# RWS 94 accuracy problem or pellet selection?



## Wiley243 (Jul 26, 2007)

I'm pretty new to air rifles (except the old crossman 760 I had when I was a kid). However, a few years back I was having some serious varmint problems but I lived in a small village, so I couldn't use my .22 rimfire.

I did a little research and picked up a RWS 94 in .177. What a beautiful gun. However, I could not get it to group well, even at 20 yards. Shortly after I got it, we moved out into the country, so now I can use whatever to get rid of invading varmints. My RWS has been sitting in my gun safe for years.

My friend wanted to borrow my RWS (since he has too many close neighbors) and was looking for something with more punch than his son's Daisy "Red Rider" 

I let him borrow it and just talked to him. He is a very good shot, but was wondering if I was having any trouble grouping. He said he was able to hit a pop can at about 20 yards consistently, but he was all over it. He was only able to achieve that with sandbags. I told him that I had the same problem and would check it out.

I've read a couple reviews and forum threads saying that my RWS 94 should be able to group easily 1" at 30 yards.

So, I'm wondering if I have a "bad" RWS, or maybe I just need to experiment with different pellets (which I'm hoping).

If air rifles are the same as powder rifles, then I assume that not all air rifles group the same with the same ammo, even though they are the same model and caliber. That said, does anyone have an RWS 94 in .177 that could give me some pointers in pellet selection?

I've only tried 3 different pellets (wad cutter, dome, and hunting tip) with all grouping about the same.

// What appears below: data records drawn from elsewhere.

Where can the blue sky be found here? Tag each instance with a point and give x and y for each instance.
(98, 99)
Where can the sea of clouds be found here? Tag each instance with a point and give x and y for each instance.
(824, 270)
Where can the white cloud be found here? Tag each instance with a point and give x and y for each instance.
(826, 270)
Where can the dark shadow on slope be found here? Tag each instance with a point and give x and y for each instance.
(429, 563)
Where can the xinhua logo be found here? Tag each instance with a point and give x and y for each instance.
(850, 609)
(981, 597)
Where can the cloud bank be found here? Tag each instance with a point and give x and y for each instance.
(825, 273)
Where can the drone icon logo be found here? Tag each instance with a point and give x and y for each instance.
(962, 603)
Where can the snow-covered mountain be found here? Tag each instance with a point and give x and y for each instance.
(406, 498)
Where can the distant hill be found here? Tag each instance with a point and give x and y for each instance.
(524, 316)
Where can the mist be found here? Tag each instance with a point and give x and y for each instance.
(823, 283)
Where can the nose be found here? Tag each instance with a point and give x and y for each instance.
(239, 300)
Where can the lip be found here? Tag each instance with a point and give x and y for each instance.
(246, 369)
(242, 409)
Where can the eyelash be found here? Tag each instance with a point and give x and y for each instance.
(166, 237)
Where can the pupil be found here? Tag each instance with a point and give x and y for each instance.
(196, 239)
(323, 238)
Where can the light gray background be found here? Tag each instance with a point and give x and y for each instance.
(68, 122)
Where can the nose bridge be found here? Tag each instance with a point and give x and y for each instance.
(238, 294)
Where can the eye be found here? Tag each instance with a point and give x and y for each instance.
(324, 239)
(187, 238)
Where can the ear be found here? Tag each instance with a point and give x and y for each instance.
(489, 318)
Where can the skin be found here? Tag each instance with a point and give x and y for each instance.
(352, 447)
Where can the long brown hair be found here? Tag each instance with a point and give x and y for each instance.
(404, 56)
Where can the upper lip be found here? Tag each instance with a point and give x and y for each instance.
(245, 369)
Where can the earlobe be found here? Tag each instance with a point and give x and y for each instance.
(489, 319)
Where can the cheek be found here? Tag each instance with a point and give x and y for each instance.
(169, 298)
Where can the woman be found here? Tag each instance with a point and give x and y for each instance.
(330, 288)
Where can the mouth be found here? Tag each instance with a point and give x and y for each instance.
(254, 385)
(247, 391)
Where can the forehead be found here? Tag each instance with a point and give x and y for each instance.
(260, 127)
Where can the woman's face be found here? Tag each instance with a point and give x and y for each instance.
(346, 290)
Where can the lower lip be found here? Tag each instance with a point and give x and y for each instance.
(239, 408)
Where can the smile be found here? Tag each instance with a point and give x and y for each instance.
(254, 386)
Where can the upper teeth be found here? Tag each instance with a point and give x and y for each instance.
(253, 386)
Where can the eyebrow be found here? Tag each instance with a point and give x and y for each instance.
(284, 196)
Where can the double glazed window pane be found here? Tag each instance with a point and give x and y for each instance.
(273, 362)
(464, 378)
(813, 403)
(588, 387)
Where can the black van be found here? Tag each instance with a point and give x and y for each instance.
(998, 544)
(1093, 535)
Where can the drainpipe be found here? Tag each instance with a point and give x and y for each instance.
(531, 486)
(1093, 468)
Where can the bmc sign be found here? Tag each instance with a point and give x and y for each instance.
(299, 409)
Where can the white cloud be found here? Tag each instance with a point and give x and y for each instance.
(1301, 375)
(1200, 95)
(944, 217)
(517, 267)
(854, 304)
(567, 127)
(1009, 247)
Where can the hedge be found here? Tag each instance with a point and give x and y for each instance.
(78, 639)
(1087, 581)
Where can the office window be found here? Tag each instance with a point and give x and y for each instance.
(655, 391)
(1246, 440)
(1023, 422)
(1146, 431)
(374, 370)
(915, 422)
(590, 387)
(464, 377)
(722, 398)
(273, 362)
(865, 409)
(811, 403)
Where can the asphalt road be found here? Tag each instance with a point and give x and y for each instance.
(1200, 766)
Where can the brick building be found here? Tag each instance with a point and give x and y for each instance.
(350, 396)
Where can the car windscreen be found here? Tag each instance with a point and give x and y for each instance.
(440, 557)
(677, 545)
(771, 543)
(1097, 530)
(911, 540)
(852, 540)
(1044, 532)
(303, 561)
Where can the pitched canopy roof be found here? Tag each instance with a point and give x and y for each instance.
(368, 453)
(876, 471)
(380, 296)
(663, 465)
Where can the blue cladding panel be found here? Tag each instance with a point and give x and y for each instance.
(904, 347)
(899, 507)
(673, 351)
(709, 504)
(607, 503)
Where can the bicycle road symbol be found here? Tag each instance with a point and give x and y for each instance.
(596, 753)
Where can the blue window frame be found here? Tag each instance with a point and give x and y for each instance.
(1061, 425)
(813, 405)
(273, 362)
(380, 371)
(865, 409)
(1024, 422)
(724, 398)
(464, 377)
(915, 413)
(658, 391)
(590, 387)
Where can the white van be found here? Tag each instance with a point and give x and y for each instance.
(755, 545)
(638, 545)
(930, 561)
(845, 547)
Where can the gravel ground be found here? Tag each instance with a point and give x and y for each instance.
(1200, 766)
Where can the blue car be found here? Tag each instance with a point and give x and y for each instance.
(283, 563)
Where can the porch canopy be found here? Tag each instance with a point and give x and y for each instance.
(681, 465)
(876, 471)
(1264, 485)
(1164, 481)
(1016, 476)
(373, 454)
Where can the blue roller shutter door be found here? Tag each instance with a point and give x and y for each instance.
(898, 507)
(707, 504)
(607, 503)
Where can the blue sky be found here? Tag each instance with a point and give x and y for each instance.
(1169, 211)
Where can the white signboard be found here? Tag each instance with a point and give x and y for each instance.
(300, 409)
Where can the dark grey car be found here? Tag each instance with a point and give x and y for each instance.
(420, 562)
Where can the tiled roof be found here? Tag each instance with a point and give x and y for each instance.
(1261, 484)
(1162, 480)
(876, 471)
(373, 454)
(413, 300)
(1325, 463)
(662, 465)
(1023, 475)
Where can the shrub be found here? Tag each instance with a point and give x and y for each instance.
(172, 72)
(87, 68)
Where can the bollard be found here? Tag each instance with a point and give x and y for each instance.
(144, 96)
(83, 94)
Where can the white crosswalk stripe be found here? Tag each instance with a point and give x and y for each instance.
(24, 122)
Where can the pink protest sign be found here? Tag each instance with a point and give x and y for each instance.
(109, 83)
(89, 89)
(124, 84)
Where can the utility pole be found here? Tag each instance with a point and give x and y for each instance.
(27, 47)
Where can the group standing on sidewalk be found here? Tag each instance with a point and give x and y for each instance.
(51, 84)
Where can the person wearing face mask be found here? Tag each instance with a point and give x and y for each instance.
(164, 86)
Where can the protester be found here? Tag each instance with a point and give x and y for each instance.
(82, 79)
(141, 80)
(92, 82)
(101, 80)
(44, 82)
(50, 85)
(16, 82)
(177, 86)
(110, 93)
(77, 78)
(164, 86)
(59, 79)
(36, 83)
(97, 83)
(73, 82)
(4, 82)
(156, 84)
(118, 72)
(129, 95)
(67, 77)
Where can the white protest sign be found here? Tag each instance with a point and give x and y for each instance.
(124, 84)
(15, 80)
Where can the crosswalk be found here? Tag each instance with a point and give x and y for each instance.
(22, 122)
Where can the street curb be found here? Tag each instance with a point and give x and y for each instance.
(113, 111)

I have only run 50 pellets through it (and now my friend maybe another 50), so maybe there is an actual "break in" period...I never considered that.

Any help would be great.

Thanks in advance,
Wiley243


----------



## scottjes000 (Jan 26, 2007)

The light 177 pellets are probably deforming as they shoot out the barrel with that fast of a gun I would use a heavier pellet such a beeman kodiaks :2cents:


----------